Art. 4.° As leis hão de designar os requesítos, que devem ter os administradores geraes, e membros dos conselhos permanentes de administração, o numero destes, as attribuições especificas de uns, e outros, as fórmulas para a expedição de todos os seus actos, os empregados que hão de servir com elles, e tudo o mais, que convier para o fiel desempenho desta instituição.
Art. 5.º Em cada districto de administração haverá um conselho geral de administração e exame administrativo, composto de três membros por cada comarca, eleitos pelas respectivas câmaras á pluralidade absoluta de votos, e cujas funcções serão biennaes. A este conselho compete 1.° distribuir as contribuições directas pelas comarcas do districto. 2.° Decidir sobre as reclamações dos conselhos administrativos das comarcas acerca da desigualdade, com que lhe tiver sido distribuído o contingente das contribuições directas pelo mesmo conselho geral, e bem assim sobre similhantes reclamações das camaras acerca da desigualdade destas mesmas contribuições directas, que lhe tiverem distribuído os conselhos administrativos de comarca, de que abaixo se ha de tratar. 3.º Examinar, approvar, ou censurar as contas da receita e despeza a cargo do administrador geral. 4.° Informar sobre o estado de administração publica, e sobre as necessidades do districto, indicando os melhoramentos convenientes, e os meios mais opportunos de os realizar.

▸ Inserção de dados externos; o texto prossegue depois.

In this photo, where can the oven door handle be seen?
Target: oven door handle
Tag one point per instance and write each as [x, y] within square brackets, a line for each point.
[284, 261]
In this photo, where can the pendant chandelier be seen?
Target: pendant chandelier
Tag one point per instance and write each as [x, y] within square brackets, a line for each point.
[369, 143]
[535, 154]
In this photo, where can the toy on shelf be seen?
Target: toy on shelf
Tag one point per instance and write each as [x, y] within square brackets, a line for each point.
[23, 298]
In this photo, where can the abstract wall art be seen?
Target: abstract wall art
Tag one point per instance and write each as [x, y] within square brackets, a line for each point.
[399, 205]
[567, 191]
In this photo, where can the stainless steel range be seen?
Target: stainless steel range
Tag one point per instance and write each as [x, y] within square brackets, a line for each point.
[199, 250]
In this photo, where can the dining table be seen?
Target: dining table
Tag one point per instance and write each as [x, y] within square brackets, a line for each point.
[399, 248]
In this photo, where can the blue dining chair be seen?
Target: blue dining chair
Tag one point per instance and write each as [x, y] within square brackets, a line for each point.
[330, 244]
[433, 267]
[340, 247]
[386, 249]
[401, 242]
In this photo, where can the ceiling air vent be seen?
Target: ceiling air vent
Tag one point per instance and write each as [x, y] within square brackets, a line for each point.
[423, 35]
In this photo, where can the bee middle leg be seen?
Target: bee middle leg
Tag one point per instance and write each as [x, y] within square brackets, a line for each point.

Art. 6.° Este conselho reune-se todos os annos na época e pelo modo que as leis hão de designar. As suas sessões estendem-se a quinze dias improrogaveis, findos os quaes se dissolve de pleno direito. Elle não póde introduzir-se nas operações activas da administração, nem obstar directa ou indirectamente á execução das leis e ordens do Governo, e tudo o que praticar além das attribuições prescriptas no artigo antecedente he nullo.

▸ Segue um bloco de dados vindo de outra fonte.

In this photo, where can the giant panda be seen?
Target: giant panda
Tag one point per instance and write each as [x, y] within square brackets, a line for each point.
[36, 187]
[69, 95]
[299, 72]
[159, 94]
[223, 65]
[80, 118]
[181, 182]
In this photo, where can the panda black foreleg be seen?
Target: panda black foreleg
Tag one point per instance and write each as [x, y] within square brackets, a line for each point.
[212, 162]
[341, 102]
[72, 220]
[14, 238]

Art. 7.° Haverá em cada comarca um conselho de administração composto de tantos membros quantas forem as camaras das respectivas comarcas. Os membros deste concelho são eleitos pelas competentes camaras á pluralidade absoluta de votos; a ás suas funcções são biennaes. Compete a este conselbo: 1.º distribuir pelas camaras as quotas das contribuições directas na proporção do contingente, que tiver sido distribuído á comarca. 2.° Representar ao conselho geral do districto a desigualdade que possa ter havido na distribuição da quota de contribuições directas imposta á comarca. 3. Informar o mesmo conselho sobre iguaes reclamações, que fação as camaras, acerca da desigualdade, com que os conselhos administrativos de comarca lhes tiverem distribuído as contribuições directas. 4.º Representar ao conselho geral o estado dá administração publica, e as necessidades da comarca, indicando os melhoramentos convenientes, e os meios mais opportunos de os realizar.

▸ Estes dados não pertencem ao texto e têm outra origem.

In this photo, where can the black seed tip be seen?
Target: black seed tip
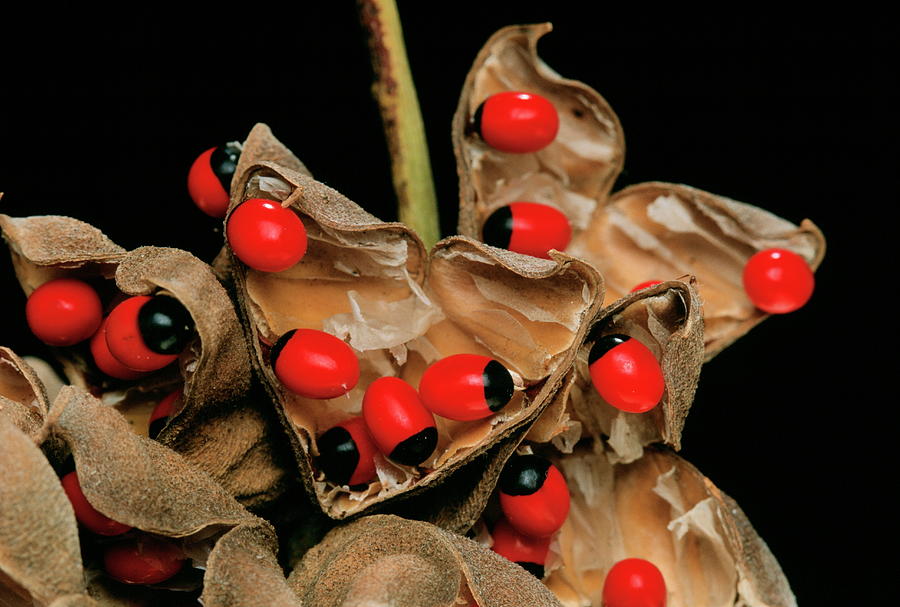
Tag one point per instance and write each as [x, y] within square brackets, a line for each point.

Art. 8.° Este conselho reune-se todos os annos na época, e pelo modo, que as leis hão de determinar. As suas sessões estendem-se a quinze dias improrogaveis, findos os quaes se dissolve de pleno direito. Não pôde introduzir-se nas operações activas da administração, nem obstar directa, ou indirectamente á execução das leis, e ordens do Governo, e o que praticar além dás attribuições que lhe ficão marcadas no artigo antecedente he nullo.
Art. 9.° As attribuições dos conselhos geraes marcadas nos dois primeiros números do artigo 6.°, e as dos conselhos de comarca marcadas nos três primeiros números do artigo 7.º ficão suspensas até á publicação do novo plano de contribuições directas; até então os conselhos de comarca se reunirão todos os annos no 1.° de Abril, e os conselhos geraes no 1.º do Maio, é as suas sessões se estenderão a oito dias improrogaveis.
Paço das Cortes em 15 de Julho de 1822.- Luiz Antonio Rebello da Silva.
Reservou-se para entrar em discussão pela maneira ordinaria.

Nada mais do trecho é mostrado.